A peine le major était-il remis de ses blessures et de ses fatigues qu'il prenait part à une nouvelle expédition que le cheik envoyait dans le Monga, pays situé à l'ouest du lac Tchad, dont les habitants n'avaient jamais complètement reconnu sa suprématie et refusaient de payer tribut.
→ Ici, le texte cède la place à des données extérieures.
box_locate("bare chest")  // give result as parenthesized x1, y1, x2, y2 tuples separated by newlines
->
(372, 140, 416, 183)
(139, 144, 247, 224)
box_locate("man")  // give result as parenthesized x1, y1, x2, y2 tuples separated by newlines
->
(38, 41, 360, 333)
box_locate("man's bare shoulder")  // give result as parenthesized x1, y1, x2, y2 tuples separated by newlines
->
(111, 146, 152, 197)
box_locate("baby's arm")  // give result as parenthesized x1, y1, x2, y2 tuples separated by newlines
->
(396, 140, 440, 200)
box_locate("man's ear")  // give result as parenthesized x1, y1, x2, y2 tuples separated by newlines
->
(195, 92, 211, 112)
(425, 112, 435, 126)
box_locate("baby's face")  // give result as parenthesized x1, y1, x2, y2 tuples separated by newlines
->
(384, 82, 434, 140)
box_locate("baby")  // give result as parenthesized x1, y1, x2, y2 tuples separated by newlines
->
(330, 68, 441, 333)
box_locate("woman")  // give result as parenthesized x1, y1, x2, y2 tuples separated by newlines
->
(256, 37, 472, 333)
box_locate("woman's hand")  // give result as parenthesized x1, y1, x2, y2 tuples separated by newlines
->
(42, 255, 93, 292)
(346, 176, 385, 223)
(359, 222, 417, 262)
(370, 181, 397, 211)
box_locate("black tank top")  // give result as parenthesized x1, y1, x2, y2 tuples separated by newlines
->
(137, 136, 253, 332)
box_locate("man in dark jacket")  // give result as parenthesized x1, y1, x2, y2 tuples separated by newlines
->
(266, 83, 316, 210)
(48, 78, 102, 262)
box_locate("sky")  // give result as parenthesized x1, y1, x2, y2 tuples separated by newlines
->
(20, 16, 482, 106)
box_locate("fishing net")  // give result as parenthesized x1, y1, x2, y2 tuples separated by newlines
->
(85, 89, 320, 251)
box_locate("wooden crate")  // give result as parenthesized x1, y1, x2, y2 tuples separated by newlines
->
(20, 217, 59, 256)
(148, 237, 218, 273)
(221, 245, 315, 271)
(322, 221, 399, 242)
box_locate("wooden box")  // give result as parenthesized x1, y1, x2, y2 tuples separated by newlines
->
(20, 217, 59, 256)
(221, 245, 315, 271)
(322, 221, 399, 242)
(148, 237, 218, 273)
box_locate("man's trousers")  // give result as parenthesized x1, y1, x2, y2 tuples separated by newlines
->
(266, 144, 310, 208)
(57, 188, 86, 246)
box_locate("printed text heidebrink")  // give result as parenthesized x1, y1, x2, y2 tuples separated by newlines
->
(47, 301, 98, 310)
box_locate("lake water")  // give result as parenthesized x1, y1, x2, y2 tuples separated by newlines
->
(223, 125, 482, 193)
Lancier du sultan de Begharmi.
(Fac-simile. Gravure ancienne.)
Denham et le docteur Oudney partirent de Kouka le 22 mai, traversèrent le Yeou, rivière presque à sec en cette saison, mais très grosse au moment des pluies, visitèrent Birnie et les ruines du vieux Birnie, ancienne capitale du pays, qui pouvait contenir jusqu'à deux cent mille individus. Ce furent ensuite les restes de Gambarou, aux édifices magnifiques, résidence favorite de l'ancien sultan, détruite par les Felatahs, puis Kabchary, Bassecour, Bately, et tant d'autres villes ou villages, dont la nombreuse population se soumit sans résistance au sultan du Bornou.
L'hivernage ne fut pas favorable aux membres de la mission. Clapperton avait une fièvre terrible. L'état du docteur Oudney, déjà malade de la poitrine au départ d'Angleterre, empirait tous les jours. Le charpentier Hillman était dans un état désespéré. Seul, Denham résistait encore.
Dès que la saison des pluies tira vers sa fin, le 14 décembre, Clapperton partit avec le docteur Oudney pour Kano. Nous aurons bientôt à le suivre dans cette partie si intéressante du voyage.
Sept jours après, un enseigne nommé Toole arrivait à Kouka, n'ayant mis que trois mois et quatorze jours pour venir de Tripoli.
Au mois de février 1824, Denham et Toole firent une course dans le Loggoun, à l'extrémité méridionale du lac Tchad. Toute la partie voisine du lac et de son affluent, le Chary, est marécageuse et inondée pendant la saison des pluies. Le climat excessivement malsain de cette région fut fatal au jeune Toole, qui mourut le 26 février, à Angala; il n'avait pas encore vingt-deux ans. Persévérant, intrépide, gai, obligeant, doué de sang-froid et de prudence, Toole possédait les qualités qui distinguent le véritable voyageur.
Le Loggoun était alors un pays très peu connu, que ne parcouraient pas les caravanes, et dont la capitale, Kernok, ne comptait pas moins de quinze mille habitants. C'est un peuple plus beau, plus intelligent que les Bornouens,—cela est vrai surtout pour les femmes,—très laborieux, qui fabrique des toiles très belles et du tissu le plus serré.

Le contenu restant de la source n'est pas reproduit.